- The Food and Drug Administration on Wednesday approved Eli Lilly’s Lartruvo (olaratumab) for first-line treatment of a subtype of advanced soft tissue sarcoma (STS), making it the first new front-line drug okayed for that indication in four decades.
- The agency approved the drug in combination with the long-standing chemotherapy doxorubicin based on Phase 2 results which showed an 11.8-month improvement in median overall survival compared to doxorubicin alone.
- Lilly has fully enrolled a confirmatory Phase 3 trial across several STS subtypes to meet the conditions of the FDA's accelerated approval.
The fast-tracked approval of Lartruvo keeps Lilly on schedule for the push it made to get the drug through review by the end of 2016.
The Indianapolis-based biopharma has an ambitious goal of winning approval for 20 new drugs between 2014 and 2023. Lartruvo’s green light puts them about one-third of the way toward that objective.
Latruvo is a monoclonal antibody which binds to the PDGFR-alpha receptor.
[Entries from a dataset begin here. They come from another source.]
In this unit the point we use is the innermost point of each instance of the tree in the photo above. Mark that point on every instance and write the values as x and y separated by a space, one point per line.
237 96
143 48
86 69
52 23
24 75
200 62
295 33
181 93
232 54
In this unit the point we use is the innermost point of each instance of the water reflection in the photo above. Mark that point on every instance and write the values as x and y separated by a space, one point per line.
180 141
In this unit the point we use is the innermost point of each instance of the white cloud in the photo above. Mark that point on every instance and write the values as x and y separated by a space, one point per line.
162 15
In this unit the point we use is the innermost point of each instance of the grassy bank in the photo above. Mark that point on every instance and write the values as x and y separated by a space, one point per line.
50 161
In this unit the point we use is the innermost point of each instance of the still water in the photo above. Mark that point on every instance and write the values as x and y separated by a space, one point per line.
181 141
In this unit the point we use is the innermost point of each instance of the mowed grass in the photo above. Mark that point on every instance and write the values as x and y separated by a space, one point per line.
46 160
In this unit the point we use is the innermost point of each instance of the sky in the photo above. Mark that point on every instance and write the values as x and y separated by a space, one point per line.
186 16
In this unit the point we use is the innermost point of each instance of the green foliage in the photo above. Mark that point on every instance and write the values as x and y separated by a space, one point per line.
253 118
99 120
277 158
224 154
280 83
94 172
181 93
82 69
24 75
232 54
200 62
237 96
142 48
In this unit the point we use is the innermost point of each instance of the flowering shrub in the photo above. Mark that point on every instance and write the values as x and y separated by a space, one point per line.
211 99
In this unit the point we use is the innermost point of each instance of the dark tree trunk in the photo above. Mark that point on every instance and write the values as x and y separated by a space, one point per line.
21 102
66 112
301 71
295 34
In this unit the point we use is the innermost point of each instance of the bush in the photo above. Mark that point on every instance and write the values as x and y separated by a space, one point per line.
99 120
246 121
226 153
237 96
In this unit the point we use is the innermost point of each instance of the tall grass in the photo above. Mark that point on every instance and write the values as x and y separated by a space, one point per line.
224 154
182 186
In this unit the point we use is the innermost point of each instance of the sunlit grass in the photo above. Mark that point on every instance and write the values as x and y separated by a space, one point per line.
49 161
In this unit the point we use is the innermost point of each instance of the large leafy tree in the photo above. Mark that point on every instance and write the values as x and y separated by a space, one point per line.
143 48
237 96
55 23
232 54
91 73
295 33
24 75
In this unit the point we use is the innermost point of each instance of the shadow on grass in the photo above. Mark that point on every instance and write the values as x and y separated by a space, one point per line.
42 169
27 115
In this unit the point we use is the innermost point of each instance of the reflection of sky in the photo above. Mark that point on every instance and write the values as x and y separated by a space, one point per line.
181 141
The drug’s approval was based on data from a 133-patient Phase 2 study that showed longer life expectancy, slower tumor progression and greater likelihood of tumor shrinkage in patients who received Lartruvo and doxorubicin versus the chemotherapy alone.
Only patients who have a certain histologic subtype of STS are eligible to receive Latruvo, however.
“For these patients, Lartruvo, added to doxorubicin, provides a new treatment option,” Richard Pazdur, director of the Office of Hematology and Oncology Products in the FDA’s Center for Drug Evaluation and Research, said in an October 19 statement. “This is the first new therapy approved by the FDA for the initial treatment of soft tissue sarcoma since doxorubicin’s approval more than 40 years ago.”
Other companies are advancing their own soft tissue sarcoma drugs in later lines of treatment. In January, the Japanese pharmaceutical company Eisai won U.S. approval for its cancer drug Halaven (eribulin mseylate) in second line treatment of metastatic liposarcoma.
STS is a cancer that develops in certain body tissues, including muscle, fat, nerves and tendons. The National Cancer Institute anticipates that, among U.S. adults, there will be 12,310 new cases of the disease and nearly 5,000 deaths from it in 2016.